In 1942, Leon Schlesinger and Warner Bros. studio executives had become increasingly dissatisfied with the cartoons directed by Chuck Jones, whose slow pacing and Disney-esque direction had become out of step with the rest of the studio's output. Jones was ordered to make cartoons that were more in-line with the other studio directors, starting with the Merrie Melodies short The Draft Horse earlier that year. Animation historians considered The Dover Boys to be Jones' true turning point as a director as he was able to fully transition away from his earlier directorial style.

According to Jones, Schlesinger and the studio executives were still less than pleased when they screened The Dover Boys because of the extensive use of limited animation and drybrush smears, and the executives went through the process of attempting to fire him. A replacement for Jones could not be easily found due to labor shortages stemming from World War II, so he kept his job. The short is one of the earliest examples of limited animation being used, and was "wholly unlike the animation of contemporary films".

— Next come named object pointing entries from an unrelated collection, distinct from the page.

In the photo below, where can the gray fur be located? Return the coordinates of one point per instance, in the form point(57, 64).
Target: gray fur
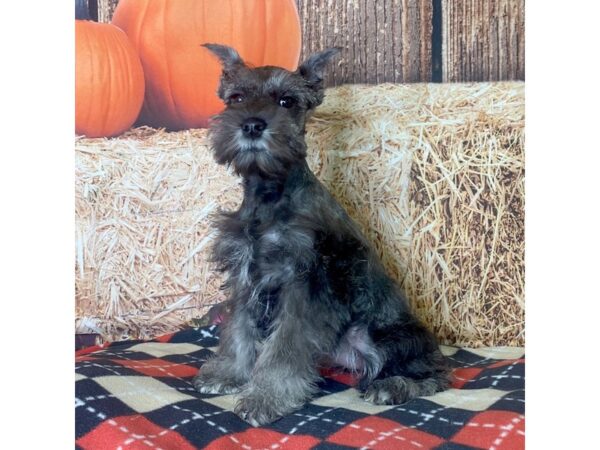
point(304, 284)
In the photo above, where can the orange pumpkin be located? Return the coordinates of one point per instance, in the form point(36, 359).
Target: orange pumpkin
point(109, 80)
point(181, 76)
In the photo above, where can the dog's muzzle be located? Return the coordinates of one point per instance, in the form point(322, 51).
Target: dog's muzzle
point(253, 127)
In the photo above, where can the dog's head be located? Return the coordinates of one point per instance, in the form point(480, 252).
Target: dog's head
point(261, 131)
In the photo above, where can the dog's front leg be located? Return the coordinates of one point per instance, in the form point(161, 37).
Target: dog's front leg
point(227, 372)
point(285, 374)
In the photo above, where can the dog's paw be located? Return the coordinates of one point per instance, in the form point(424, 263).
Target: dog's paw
point(387, 392)
point(256, 410)
point(207, 381)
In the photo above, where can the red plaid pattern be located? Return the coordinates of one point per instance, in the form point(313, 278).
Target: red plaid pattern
point(139, 395)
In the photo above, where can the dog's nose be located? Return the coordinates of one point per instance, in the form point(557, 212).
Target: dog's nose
point(253, 127)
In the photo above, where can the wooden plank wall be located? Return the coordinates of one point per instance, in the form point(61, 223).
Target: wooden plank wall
point(406, 41)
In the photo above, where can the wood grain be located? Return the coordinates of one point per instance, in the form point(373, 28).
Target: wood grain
point(483, 40)
point(381, 40)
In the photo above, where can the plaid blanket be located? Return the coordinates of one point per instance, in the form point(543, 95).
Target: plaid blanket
point(139, 395)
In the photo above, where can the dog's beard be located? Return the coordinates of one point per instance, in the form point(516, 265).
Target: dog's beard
point(270, 155)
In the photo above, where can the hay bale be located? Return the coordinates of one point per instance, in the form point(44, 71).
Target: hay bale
point(432, 173)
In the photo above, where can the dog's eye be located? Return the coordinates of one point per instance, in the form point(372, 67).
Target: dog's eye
point(287, 102)
point(236, 98)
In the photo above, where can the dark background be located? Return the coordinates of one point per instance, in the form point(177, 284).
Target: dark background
point(405, 41)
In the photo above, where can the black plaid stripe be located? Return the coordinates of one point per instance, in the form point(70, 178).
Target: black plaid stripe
point(108, 389)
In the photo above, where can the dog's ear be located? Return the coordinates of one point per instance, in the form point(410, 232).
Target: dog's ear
point(313, 69)
point(230, 59)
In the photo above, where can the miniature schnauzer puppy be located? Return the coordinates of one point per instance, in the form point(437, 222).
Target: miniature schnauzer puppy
point(305, 286)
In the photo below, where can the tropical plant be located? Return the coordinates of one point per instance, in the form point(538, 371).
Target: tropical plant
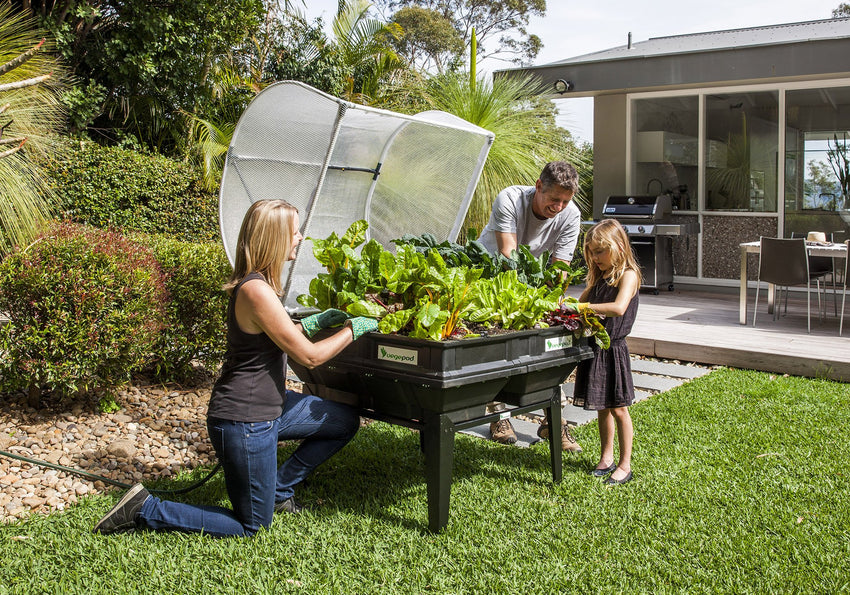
point(138, 64)
point(29, 112)
point(522, 122)
point(363, 43)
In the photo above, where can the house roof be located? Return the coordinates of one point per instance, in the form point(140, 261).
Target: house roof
point(789, 51)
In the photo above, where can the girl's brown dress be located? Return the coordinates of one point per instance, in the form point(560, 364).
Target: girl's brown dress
point(605, 381)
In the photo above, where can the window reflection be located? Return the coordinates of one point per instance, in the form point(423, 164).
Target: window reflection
point(740, 151)
point(817, 152)
point(665, 149)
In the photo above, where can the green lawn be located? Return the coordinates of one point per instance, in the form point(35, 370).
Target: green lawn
point(741, 486)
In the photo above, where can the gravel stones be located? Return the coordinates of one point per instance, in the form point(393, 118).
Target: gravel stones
point(158, 432)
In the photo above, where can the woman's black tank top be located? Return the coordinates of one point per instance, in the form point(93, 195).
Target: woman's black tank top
point(252, 385)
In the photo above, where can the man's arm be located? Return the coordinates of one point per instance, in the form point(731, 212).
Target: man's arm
point(506, 242)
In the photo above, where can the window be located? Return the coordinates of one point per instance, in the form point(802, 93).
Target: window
point(665, 149)
point(817, 152)
point(741, 149)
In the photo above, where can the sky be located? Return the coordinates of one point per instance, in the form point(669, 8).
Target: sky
point(572, 29)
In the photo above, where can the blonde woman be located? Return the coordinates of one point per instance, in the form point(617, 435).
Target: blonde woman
point(250, 408)
point(604, 383)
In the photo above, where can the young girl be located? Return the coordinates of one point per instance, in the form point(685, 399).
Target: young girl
point(604, 383)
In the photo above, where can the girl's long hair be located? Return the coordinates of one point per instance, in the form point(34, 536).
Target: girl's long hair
point(609, 234)
point(265, 242)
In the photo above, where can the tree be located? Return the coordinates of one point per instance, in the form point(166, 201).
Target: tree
point(29, 113)
point(500, 26)
point(842, 11)
point(820, 182)
point(364, 46)
point(524, 126)
point(429, 40)
point(139, 63)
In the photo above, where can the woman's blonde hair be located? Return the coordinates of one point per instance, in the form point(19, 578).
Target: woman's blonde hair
point(265, 242)
point(609, 234)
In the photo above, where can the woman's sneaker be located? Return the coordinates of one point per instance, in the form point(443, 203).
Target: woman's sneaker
point(502, 431)
point(122, 517)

From time to time throughout the cartoon, the Boys lapse into various renditions of their alma mater, bearing resemblance to "The Rose of No Man's Land" and George Cooper and Henry Tucker's "Sweet Genevieve": "Pimento U, Oh sweet P.U., thy fragrant odor scents the air".

The cartoon is filled with puns on the Rover Boys series: the occurrences of the names Pimento, Cheddar, and Roquefort reflect the Rover Boys' old school of Colby Hall; Tom, Dick and Larry borrow their names from Tom, Sam and Dick Rover (as well as the generic names Tom, Dick and Harry), Dora Standpipe is named after Tom Rover's fiancée Dora Stanhope, and Dan Backslide is named after Rover Boys villain Dan Baxter.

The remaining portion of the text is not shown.